If he missed that chance, Ollie would once more be the effective lump we have up front that can win aerial duels and get us 15 goals but can’t be relied upon against top opposition. It doesn’t matter that he’s scored against City, Tottenham, Liverpool and Utd. It matters little that he’s scored from outside the box, inside the box, first time finishes, shots after a run, headers. All types of goal from a supposedly one-dimensional player. If he had missed, he would have been resigned to the nearly man he still is in some people’s eyes.
If you look at his finish in detail, you’ll notice that the moment you think he’s going to lose control is the very instant he’s checked Guzan’s position and decided to halt his pace a smidgin. this in turn gives enough space to put it over a now sprawling Goalkeeper instead of hitting it into the body of Guzan. It’s quite inspired.
Giroud had his faults when he joined in 2012 but he still ploughed on and bagged us a fair share of goals. this season he has pushed on and recognised the competition he has for his place. He adds more to the game over 90 minutes, he has cut down on the histrionics and his goal ratio and finishing have improved. It is hard to remove the doubt concerning his finishing as it runs deep from his first two seasons – but he is exhibiting that he has progressed.

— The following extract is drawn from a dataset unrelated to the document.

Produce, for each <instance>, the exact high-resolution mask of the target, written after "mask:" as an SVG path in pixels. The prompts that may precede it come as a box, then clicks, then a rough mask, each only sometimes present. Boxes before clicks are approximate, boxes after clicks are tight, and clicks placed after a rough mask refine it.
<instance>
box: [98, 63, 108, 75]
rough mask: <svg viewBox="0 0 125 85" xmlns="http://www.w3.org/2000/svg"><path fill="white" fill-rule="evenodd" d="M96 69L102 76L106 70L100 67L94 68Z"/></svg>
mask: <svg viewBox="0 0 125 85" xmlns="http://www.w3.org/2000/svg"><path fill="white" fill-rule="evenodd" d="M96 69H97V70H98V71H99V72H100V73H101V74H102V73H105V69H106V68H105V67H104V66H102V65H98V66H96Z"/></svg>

We must refresh what we thought we knew about Giroud and give him credit for the player he has become. Take away the attackers from Real and Barca and I cannot think of another striker in his mould that could do a better job, though I’m open to suggestion. We have a chiselled Gaul who can change a game and adapt to playing styles. The jammy git has it all. Console yourself with the knowledge that in another reality, Giroud DID miss and he is ridiculously ugly.